How much does an extension cost in Angarrack?
Build costs in Cornwall typically run from around £2,200 to £3,200 per square metre for a good-quality single-storey extension, more for kitchen-grade fit-out or complex glazing. We give a realistic budget before drawings start, not after. In Angarrack specifically, we'd start by checking the Conservation Area boundary before committing to a direction.
Can you handle the build as well as the design?

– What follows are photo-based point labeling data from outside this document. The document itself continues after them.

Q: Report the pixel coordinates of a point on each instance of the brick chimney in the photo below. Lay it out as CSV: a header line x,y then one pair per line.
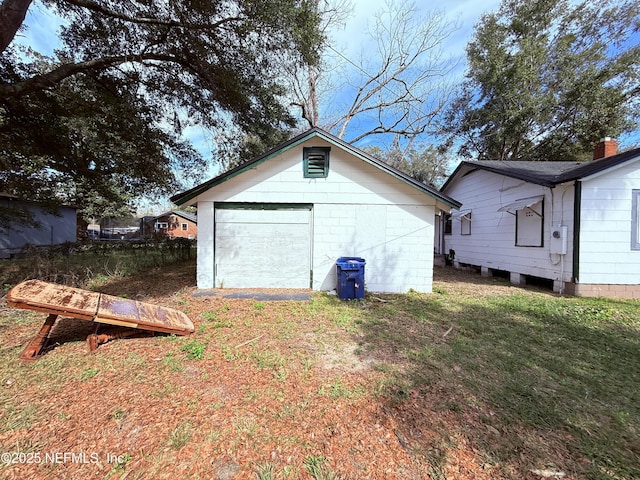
x,y
605,148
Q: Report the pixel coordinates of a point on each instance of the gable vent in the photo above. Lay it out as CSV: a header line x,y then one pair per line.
x,y
316,162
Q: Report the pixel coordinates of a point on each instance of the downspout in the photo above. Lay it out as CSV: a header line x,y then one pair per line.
x,y
577,200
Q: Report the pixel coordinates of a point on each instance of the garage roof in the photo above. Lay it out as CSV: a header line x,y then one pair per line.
x,y
184,197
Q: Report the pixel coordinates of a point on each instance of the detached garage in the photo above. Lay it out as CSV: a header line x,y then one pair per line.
x,y
283,219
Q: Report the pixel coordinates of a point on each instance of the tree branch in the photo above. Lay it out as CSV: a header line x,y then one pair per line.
x,y
12,14
95,7
49,79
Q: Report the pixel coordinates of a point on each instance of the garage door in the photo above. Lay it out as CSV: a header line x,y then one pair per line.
x,y
267,246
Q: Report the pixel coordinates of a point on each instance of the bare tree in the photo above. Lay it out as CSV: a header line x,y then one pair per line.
x,y
398,86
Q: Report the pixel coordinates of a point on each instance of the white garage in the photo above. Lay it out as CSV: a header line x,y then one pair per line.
x,y
263,245
282,220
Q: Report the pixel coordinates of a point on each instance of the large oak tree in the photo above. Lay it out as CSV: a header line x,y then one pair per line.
x,y
103,118
547,78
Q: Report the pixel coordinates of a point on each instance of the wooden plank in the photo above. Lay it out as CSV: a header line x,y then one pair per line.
x,y
85,305
145,316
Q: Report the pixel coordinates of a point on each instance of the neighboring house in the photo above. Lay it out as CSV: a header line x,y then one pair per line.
x,y
50,229
576,225
283,219
176,224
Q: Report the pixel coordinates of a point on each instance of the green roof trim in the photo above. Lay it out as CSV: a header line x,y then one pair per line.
x,y
186,196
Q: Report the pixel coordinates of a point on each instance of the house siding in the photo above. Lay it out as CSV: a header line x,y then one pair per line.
x,y
358,210
606,256
491,244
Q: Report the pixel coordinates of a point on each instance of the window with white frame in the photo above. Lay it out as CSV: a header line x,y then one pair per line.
x,y
465,224
529,226
635,220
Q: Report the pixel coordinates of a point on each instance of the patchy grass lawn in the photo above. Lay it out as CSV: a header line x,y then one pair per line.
x,y
477,380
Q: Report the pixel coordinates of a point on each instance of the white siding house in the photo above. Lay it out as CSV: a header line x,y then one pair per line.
x,y
573,224
283,219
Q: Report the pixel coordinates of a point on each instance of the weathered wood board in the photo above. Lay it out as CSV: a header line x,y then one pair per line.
x,y
60,300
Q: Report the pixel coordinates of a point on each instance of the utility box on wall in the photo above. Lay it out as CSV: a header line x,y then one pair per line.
x,y
558,241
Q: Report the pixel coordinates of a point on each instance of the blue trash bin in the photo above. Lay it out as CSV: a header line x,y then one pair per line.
x,y
350,272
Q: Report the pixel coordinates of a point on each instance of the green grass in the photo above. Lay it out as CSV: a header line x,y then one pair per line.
x,y
194,349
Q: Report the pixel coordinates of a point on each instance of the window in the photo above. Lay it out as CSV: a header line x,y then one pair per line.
x,y
635,220
315,162
448,227
465,224
529,225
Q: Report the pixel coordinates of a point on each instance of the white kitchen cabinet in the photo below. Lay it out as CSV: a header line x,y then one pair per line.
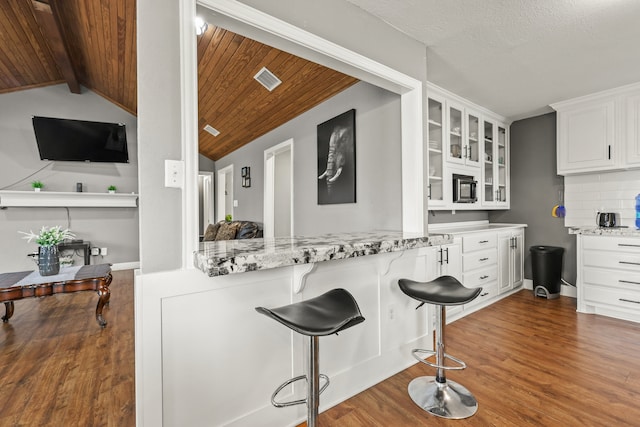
x,y
465,139
492,258
609,276
599,132
495,174
445,260
510,259
633,129
436,152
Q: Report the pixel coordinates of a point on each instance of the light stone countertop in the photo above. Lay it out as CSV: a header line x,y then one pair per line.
x,y
598,231
238,256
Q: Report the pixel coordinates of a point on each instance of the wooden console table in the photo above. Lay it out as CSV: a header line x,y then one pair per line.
x,y
25,284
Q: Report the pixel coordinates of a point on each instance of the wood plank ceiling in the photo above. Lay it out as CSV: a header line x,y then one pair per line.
x,y
235,104
99,39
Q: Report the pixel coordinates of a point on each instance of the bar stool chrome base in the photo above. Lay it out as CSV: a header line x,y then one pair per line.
x,y
447,400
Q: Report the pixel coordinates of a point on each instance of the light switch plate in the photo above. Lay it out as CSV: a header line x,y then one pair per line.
x,y
173,173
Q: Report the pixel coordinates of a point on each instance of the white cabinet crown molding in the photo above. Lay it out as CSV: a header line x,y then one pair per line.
x,y
609,93
67,199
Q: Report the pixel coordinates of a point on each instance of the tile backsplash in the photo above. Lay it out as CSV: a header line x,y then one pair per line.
x,y
585,195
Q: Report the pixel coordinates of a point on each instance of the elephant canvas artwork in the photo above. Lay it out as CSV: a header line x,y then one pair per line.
x,y
337,159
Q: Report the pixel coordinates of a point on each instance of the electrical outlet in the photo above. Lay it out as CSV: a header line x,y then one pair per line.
x,y
173,173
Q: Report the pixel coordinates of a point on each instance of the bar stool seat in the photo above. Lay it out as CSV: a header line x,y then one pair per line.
x,y
434,394
329,313
326,314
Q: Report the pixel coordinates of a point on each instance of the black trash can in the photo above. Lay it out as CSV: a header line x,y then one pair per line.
x,y
546,266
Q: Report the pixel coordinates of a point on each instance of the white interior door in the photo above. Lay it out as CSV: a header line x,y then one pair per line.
x,y
225,193
278,191
206,213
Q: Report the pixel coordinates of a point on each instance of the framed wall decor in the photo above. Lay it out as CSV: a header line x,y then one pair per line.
x,y
337,159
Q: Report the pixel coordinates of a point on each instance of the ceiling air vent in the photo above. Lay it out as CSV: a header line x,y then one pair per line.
x,y
213,131
267,79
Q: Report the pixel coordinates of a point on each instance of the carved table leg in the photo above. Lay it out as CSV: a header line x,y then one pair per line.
x,y
104,294
8,306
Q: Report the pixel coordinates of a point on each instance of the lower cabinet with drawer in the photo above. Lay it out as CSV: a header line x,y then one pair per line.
x,y
609,276
482,263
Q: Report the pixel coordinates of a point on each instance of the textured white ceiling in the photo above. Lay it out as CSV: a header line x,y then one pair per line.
x,y
515,57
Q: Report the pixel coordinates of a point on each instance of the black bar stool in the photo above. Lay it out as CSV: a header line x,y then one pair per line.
x,y
326,314
436,395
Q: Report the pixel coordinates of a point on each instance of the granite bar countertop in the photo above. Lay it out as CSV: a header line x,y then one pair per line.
x,y
238,256
602,231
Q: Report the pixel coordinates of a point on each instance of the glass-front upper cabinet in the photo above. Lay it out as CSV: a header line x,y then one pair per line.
x,y
488,180
495,170
464,136
455,133
472,146
436,150
501,173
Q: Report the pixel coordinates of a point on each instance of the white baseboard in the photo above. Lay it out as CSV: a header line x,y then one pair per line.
x,y
125,266
567,291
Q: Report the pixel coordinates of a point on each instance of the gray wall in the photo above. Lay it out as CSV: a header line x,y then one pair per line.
x,y
114,228
159,114
534,190
378,151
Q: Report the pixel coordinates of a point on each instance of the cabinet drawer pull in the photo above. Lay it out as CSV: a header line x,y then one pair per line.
x,y
629,281
628,300
629,262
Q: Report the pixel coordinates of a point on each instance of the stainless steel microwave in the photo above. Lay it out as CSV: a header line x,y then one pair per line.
x,y
464,189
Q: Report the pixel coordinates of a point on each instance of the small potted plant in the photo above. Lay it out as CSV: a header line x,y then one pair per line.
x,y
48,255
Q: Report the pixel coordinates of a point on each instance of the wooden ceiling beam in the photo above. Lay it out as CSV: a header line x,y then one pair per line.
x,y
49,25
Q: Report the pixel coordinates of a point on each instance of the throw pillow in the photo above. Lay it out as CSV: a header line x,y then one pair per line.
x,y
210,233
227,231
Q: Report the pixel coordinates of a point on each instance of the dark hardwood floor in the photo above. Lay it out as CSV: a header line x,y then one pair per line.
x,y
531,362
59,368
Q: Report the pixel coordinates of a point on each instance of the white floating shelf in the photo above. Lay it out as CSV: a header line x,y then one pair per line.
x,y
51,199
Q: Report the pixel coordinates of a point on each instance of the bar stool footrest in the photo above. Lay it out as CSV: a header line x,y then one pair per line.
x,y
417,351
299,401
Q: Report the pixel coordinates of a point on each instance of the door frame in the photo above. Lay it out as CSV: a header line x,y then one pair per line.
x,y
269,186
221,205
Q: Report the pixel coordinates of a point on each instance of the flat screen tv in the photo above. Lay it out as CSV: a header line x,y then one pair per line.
x,y
80,140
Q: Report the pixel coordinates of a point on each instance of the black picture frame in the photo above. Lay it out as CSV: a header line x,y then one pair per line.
x,y
337,142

Yes — that's the whole point of the studio. One contract, one point of contact, no finger-pointing between architect and builder when something needs a decision on site.
What about the Party Wall Act?
If you share a wall with a neighbour or build close to a boundary, the Act applies. We flag it early, recommend a surveyor and keep the programme aligned with the notice period.
How long does the whole process take?
Allow roughly three months for design and approvals, then twelve to twenty weeks on site for a typical single-storey extension. Wraparounds and two-storey add-ons take longer, mostly through approval and groundworks.
Do I need planning permission for an extension?
Often no — single-storey rear extensions, side extensions and modest two-storey additions can sit inside permitted development on a typical detached house. Conservation Areas, AONB and Article 4 zones remove some of those rights, so we always check the address first.

If you're balancing ambition against TR27 planning realism, our Angarrack extension work threads that needle without the usual drama.

Ready to discuss your project in Angarrack?